TEMPO.CO , Jakarta: Guru Besar Hukum Internasional Fakultas Hukum Universitas Indonesia, Hikmahanto Juwana, menilai diyat bukan termasuk tanggung jawab pemerintah dalam konteks perlindungan warga negaranya. Diyat merupakan uang yang harus dibayarkan oleh pelaku tindak pidana atau keluarganya
"Pemerintah seharusnya tak membayar diyat untuk menyelamatkan Satinah," kata Hikmahanto di Jakarta, 28 Maret 2014. Kewajiban pemerintah, kata Hikmahanto, dalam perlindungan hukum, yaitu pengawalan proses hukum, termasuk mencarikan pengacara setempat bila dibutuhkan, hingga pelaku menjalani masa hukuman. (Baca: Pesan Satinah: Tidak di Dunia, Ketemu di Akhirat).
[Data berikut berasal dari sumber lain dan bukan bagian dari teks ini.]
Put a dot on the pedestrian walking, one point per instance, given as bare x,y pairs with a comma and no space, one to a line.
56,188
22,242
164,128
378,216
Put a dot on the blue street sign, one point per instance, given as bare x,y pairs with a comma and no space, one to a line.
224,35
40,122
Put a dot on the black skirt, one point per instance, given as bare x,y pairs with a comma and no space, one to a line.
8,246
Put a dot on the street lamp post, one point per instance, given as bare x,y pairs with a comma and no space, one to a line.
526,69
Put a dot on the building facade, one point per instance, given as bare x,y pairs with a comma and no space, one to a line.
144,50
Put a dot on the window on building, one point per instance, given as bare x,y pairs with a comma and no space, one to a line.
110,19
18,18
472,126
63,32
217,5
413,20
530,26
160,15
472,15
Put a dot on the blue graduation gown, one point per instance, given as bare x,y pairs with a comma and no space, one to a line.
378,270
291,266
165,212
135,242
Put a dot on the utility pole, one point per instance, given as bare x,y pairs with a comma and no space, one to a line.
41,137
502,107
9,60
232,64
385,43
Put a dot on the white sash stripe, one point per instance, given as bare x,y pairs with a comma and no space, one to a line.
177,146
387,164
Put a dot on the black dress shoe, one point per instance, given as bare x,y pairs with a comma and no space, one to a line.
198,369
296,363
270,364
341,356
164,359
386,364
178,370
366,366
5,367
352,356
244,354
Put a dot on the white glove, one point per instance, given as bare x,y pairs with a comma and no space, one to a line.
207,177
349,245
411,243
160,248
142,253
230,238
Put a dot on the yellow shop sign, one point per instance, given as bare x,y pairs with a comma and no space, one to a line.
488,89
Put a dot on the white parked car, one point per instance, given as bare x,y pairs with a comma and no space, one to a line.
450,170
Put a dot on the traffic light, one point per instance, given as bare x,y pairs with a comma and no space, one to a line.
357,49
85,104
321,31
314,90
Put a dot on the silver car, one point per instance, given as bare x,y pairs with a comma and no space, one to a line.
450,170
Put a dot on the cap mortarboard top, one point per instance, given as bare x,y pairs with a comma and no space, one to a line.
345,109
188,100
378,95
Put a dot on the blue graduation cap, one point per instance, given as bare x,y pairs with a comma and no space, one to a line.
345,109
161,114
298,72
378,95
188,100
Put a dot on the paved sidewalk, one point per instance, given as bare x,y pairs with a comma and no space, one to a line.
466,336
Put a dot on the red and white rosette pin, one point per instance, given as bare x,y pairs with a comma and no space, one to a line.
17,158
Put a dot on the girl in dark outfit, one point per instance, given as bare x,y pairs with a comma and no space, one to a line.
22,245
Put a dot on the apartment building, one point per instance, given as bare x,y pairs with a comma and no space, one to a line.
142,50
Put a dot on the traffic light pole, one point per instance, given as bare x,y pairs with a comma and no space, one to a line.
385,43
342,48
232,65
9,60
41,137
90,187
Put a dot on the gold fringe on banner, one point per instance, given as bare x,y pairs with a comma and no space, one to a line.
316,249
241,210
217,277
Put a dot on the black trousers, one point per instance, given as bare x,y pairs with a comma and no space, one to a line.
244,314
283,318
Hikmahanto menganjurkan Pemerintah Indonesia menyampaikan kepada keluarga korban mengenai kondisi keluarga Satinah yang memang tidak mampu membayar jumlah diyat yang dinilai fantastis itu. "Uang diyat yang dibayarkan pemerintah akan menjadi preseden buruk," kata Hikmahanto. (Baca: Anak Satinah Gagal Bertemu SBY di Jakarta).
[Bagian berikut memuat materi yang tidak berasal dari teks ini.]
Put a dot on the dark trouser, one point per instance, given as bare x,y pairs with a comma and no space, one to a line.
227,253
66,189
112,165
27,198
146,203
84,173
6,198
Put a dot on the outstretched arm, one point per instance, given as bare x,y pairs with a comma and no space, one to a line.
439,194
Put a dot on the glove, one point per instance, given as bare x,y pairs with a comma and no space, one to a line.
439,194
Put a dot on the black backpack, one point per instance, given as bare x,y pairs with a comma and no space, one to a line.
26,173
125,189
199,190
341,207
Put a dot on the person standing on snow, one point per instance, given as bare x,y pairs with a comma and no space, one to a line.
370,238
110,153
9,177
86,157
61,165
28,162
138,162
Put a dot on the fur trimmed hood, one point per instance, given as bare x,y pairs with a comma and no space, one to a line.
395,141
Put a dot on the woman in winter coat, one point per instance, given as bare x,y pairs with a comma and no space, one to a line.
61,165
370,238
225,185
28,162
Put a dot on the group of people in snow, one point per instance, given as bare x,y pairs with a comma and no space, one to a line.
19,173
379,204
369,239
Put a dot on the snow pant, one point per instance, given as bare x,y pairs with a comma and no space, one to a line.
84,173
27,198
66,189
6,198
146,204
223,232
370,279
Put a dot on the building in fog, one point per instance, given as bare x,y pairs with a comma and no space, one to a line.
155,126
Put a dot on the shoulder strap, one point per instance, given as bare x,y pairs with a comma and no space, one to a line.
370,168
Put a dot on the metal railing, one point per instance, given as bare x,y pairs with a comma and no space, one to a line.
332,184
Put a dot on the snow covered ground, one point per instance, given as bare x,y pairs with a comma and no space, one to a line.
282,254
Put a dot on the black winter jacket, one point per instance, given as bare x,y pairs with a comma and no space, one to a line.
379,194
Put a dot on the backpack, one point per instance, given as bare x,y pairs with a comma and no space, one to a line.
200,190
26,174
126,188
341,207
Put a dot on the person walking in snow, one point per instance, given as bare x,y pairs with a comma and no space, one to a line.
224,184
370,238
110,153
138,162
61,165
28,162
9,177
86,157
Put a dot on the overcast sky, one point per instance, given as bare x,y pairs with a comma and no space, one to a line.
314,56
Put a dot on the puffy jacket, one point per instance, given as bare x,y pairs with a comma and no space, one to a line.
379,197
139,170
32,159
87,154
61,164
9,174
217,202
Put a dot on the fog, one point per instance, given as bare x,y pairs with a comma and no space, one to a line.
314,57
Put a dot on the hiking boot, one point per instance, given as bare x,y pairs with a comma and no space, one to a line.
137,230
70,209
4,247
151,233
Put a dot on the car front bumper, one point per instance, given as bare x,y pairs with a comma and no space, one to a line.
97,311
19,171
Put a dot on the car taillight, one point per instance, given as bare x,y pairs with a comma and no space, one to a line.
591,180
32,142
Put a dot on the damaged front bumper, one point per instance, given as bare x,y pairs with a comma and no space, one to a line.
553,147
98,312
Menurut Hikmahanto, uang yang digunakan untuk membayar diyat seharusnya dapat digunakan untuk pembangunan dan memberi kesejahteraan rakyat. "Bukan digunakan untuk membayar 'pemerasan' melalui lembaga diyat," kata Hikmahanto. (Baca pula: Satinah Mengaku Pasrah Jalani Hukuman Pancung).
Sebelumnya pemerintah pernah membayarkan uang diyat bagi Darsem, TKI yang juga divonis hukuman mati. Hikmahanto menilai tindakan pemerintah ini memicu keluarga korban mengkomersialkan diyat. "Dalam pandangan mereka, bila Pemerintah Indonesia yang membayarkan diyat, maka kemampuan pemerintah tidak ada batasan," kata Hikmahanto.